Das letzte musikalische Ereigniß; hierselbst war der „russische Chor“, der sich durch ganz Europa bewegt hat und hier in Nizza, dem Wohnsitze vieler Russen, es zu einem großen Erfolge brachte. Nicht bei mir: obwohl die Kunststücke des Chorgesangs an sich, die pianissimi, die Verschnellerungen des tempo’s, und ein gewisser reiner mädchenhafter Stimmklang gewiß große Auszeichnung verdienen. Aber die Sachen selbst waren zum Theil nicht russisch genug (irgend wann einmal aus Deutschland oder Italien oder der Türkei hinübergerathen?), zum andern Theil russisch, aber nur im Sinne und Instinkte des gemeinen Mannes (mit einer Leibeigenschaft-Melancholie auch noch über den heitersten Liederchen); es fehlte ganz die männliche Note, der Ausdruck der herrschenden Stände und ihres Stolzes. Vier Concerte, die ersten mit großen Preisen (50, 20, 10 frcs. und nichts weiter).
Noch habe ich mich nicht für Ihren Brief bedankt, lieber Freund. Wenn ich Sie nur an der Spitze eines Orchesters wüßte! Wenigstens für einige Zeit: ein Musiker hält das Leben schlecht aus, wenn er lauter Zukunfts-Partituren schreibt. Ihre Erfahrungen mit Dresden haben etwas Groteskes, dem ich ein paar Erfahrungen mit demselben Dresden zur Seite stellen könnte — fast jede Woche bin ich auf diese curiose Stadt wieder aufmerksam gemacht worden. Da schreibt mir zum Beispiel gestern Jemand, der dort sich niedergelassen hat, ich möchte ihm eine Professur der Philosophie verschaffen, womöglich in Preußen: dieser Jemand war — was glauben Sie? — der verrückte E. von Hagen. Vorige Woche bot mir ein dortiger Dichter seine Freundschaft an: sein Herz sei, mir gegenüber, aufgegangen wie eine volle Rose. Wörtlich! Ich antworte nicht mehr auf solche curiosa.
Prof. Rohde hat eine Berufung nach Leipzig angenommen: und jetzt ist die halbe philosophische Fakultät mir dort „gut Freund“ (Zarncke, Heinze, Leskien, Windisch, Rohde usw.)
Diesen Winter habe ich benutzt, etwas zu schreiben, das Schwierigkeiten in Fülle hat, so daß mein Muth, es herauszugeben, hier und da wackelt und zittert.
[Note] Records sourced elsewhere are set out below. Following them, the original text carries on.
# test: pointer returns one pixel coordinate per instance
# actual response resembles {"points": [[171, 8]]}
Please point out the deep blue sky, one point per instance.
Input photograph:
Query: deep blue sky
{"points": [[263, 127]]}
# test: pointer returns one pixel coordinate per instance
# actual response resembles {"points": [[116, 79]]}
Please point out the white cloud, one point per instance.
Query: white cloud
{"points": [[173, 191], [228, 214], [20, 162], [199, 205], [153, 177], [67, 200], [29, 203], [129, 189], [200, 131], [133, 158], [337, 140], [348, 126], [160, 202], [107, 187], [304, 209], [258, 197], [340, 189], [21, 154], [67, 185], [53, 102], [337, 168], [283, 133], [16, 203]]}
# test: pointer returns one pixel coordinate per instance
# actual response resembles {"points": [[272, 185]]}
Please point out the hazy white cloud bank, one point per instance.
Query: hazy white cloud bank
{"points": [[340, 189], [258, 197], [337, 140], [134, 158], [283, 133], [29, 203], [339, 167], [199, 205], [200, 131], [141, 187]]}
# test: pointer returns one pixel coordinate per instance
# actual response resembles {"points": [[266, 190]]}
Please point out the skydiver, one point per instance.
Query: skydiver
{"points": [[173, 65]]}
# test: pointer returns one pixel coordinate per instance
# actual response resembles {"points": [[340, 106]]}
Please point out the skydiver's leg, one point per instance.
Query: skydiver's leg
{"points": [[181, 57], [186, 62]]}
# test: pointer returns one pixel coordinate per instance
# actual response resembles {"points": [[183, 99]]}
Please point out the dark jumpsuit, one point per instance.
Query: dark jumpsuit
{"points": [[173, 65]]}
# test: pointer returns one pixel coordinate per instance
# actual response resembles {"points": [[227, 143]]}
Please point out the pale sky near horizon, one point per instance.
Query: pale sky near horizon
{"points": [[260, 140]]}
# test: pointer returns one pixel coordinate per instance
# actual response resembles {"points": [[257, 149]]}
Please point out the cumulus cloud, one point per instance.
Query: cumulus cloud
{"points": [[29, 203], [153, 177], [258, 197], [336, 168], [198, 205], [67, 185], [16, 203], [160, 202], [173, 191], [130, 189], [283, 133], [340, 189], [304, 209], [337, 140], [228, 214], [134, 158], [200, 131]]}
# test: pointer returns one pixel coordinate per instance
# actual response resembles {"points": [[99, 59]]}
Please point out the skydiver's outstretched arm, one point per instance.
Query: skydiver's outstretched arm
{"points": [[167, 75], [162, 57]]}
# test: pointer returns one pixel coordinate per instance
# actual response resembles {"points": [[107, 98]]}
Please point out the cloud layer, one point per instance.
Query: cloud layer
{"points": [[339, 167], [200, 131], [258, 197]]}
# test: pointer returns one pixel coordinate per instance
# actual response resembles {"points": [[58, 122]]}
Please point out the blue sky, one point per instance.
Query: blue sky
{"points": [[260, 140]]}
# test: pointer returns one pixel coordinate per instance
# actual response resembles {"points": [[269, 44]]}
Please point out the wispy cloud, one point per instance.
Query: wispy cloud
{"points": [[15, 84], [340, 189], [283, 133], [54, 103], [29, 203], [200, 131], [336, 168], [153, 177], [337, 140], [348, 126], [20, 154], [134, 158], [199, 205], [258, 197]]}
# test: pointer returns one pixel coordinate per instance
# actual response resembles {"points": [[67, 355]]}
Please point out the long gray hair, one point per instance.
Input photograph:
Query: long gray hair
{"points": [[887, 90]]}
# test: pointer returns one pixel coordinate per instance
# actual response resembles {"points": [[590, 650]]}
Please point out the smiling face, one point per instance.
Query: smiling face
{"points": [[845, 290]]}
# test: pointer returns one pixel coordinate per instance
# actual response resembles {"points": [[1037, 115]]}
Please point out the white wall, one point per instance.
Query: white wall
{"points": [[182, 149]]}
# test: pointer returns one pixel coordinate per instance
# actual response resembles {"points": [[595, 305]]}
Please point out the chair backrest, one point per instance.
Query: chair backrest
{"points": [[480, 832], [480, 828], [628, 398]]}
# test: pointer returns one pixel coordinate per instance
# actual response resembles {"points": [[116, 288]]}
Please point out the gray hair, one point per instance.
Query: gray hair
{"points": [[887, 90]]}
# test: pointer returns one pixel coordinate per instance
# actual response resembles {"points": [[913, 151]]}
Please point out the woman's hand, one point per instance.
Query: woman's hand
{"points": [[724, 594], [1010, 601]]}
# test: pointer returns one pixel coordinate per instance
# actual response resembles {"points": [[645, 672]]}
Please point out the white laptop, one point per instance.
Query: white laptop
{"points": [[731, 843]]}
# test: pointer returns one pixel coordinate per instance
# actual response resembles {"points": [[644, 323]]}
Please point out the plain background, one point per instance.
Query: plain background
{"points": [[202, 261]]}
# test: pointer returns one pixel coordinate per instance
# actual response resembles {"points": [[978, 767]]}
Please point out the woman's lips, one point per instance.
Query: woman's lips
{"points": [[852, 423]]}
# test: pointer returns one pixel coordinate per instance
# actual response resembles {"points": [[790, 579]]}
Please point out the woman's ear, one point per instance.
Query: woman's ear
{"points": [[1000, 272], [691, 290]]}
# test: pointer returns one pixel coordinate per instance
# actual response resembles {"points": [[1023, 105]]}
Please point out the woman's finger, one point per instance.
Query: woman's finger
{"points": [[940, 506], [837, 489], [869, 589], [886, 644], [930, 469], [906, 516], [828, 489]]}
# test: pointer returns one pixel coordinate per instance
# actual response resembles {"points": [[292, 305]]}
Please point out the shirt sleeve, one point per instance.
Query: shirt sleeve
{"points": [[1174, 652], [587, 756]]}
Es heißt:
Jenseits von Gut und Böse.
Vorspiel
einer Philosophie der Zukunft.
Grüßen Sie Ihren verehrlichen Vater von mir, mit dessen Befinden es hoffentlich besser geht? Es hat mich sehr lachen machen, Sie mir als seinen Vicar zu denken. Sie passen nicht schlecht dazu? hein!
Votre ami
N.
Von hier geht’s am 13. April nach Venedig. Es sticht mich in’s Herz, zu denken, daß ich Sie dort nicht finde. — Und wo werde ich wohnen!